In my view, this journal's behavior is a perfect illustration of the fact that two wrongs don't make a right. Wrong #1 was publishing the Mawson et al. study, which is, in my opinion, fatally flawed. For example, all of the data came from a questionnaire completed by parents; the accuracy of these reports is unknown. Selection bias is also a serious concern. The study was advertised via the contact lists of various homeschooling organizations in four US states, and these adverts mentioned the "purpose and background" of the study. If parents who perceived vaccination as having harmed their child were more likely to respond to the advert, selection bias would result. So, in my view, the results of this study are uninterpretable, and this paper should never have been published. However, two wrongs don't make a right.

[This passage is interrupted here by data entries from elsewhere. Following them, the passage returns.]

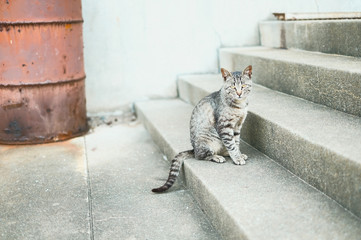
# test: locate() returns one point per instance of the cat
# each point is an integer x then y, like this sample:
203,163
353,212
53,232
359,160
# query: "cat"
216,123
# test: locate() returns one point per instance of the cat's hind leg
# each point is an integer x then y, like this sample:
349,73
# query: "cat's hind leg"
216,158
207,153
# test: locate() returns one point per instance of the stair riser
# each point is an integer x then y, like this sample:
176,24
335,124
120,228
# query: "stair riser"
219,218
340,90
336,37
319,167
162,143
305,159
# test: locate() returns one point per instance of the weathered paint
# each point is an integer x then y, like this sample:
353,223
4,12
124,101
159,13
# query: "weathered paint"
41,71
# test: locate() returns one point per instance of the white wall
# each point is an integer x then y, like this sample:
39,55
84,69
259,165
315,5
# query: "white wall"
134,49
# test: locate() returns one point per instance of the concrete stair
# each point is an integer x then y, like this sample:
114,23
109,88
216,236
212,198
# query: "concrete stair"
302,135
328,36
260,200
334,81
314,142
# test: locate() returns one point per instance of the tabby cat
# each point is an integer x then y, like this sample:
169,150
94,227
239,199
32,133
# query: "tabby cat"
216,123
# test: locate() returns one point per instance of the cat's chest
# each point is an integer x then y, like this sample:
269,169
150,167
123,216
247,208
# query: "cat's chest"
235,116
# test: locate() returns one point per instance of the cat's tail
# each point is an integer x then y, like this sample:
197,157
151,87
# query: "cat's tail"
174,170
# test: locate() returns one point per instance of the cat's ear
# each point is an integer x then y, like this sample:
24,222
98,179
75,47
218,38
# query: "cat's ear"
225,74
248,71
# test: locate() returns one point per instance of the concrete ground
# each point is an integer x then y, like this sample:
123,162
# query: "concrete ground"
94,187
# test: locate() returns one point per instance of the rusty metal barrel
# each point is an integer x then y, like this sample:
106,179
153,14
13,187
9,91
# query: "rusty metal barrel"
42,78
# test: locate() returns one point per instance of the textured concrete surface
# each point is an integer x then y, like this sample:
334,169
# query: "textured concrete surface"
327,36
124,165
95,187
331,80
44,192
260,200
319,144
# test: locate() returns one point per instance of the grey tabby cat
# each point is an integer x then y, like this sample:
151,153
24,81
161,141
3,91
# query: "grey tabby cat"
216,123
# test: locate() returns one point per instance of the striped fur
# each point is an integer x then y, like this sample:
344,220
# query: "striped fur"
216,123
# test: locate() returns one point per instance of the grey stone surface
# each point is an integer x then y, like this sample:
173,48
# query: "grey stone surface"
95,187
331,80
328,36
43,191
260,200
317,143
124,165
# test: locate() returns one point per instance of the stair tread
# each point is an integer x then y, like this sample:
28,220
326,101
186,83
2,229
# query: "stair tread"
258,200
318,124
340,36
324,60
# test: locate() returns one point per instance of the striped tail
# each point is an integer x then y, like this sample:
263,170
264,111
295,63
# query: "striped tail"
174,170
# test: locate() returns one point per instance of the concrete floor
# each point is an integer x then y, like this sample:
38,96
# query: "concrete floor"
94,187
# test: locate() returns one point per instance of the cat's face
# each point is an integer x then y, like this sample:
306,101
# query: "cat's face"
238,85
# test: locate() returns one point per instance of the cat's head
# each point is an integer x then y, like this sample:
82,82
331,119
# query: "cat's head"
238,84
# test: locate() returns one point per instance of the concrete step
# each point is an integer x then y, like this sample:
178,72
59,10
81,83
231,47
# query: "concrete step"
331,80
124,165
318,144
328,36
259,200
44,192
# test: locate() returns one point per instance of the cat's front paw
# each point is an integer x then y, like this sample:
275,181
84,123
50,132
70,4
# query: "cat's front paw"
241,160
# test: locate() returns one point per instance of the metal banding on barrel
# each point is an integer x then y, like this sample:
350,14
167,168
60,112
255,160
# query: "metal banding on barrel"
42,79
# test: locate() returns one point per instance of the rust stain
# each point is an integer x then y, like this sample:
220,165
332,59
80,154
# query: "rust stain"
12,105
42,102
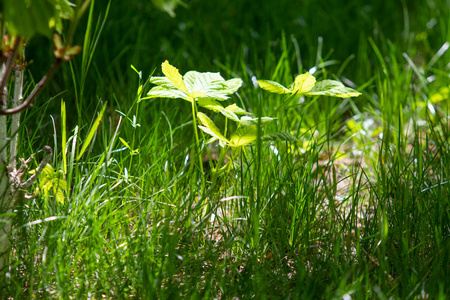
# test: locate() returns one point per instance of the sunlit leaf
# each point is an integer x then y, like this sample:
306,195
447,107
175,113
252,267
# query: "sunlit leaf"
248,121
332,88
174,76
162,92
303,83
210,128
210,104
167,6
279,136
243,136
273,87
237,110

Wrong #2 was the way Mawson et al.'s paper was deleted without an announcement or an explanation. That's not how science works. There is something called the scholarly record, and we can't try to airbrush things out of it. If journals want to retract a paper, they should explain their reasons for doing so by publishing a retraction notice, and ideally they should explain why they decided to publish the flawed paper in the first place. Now, you might say that we shouldn't expect any better from "Open Access Text", the publishers of the Journal of Translational Science, because they're an obscure, predatory outfit. However, this isn't the first time that the Mawson et al. paper has been published and then 'disappeared'. Six months ago, the same scenario took place at a different journal, Frontiers in Public Health. While Frontiers has many critics (includingme), they are certainly one of the largest academic publishers.

This kind of behavior by journals damages the image of science. It plays straight into the hands of those who say that mainstream science isn't about truth, but is merely the propaganda of powerful groups. The public would be forgiven for asking questions about what happened at the Journal of Translational Science and Frontiers in Public Health. Why publish a paper and then suddenly delete it? Or, if there was a good reason for retracting the paper, why not at least explain what it was? Did the paper disappear because Big Pharma stepped in to suppress the truth about the dangers of vaccines...? What really happened is that two journals published Mawson et al.'s paper because they have low standards of peer review, and then after being (rightly) criticized for this, they took the lazy way out and just deleted it, rather than stand by it (or at least explain their retraction properly). But it looks bad, and it looks bad for science as a whole, not just for these journals in particular. The power to publish science is also the power to drag science's name through the mud.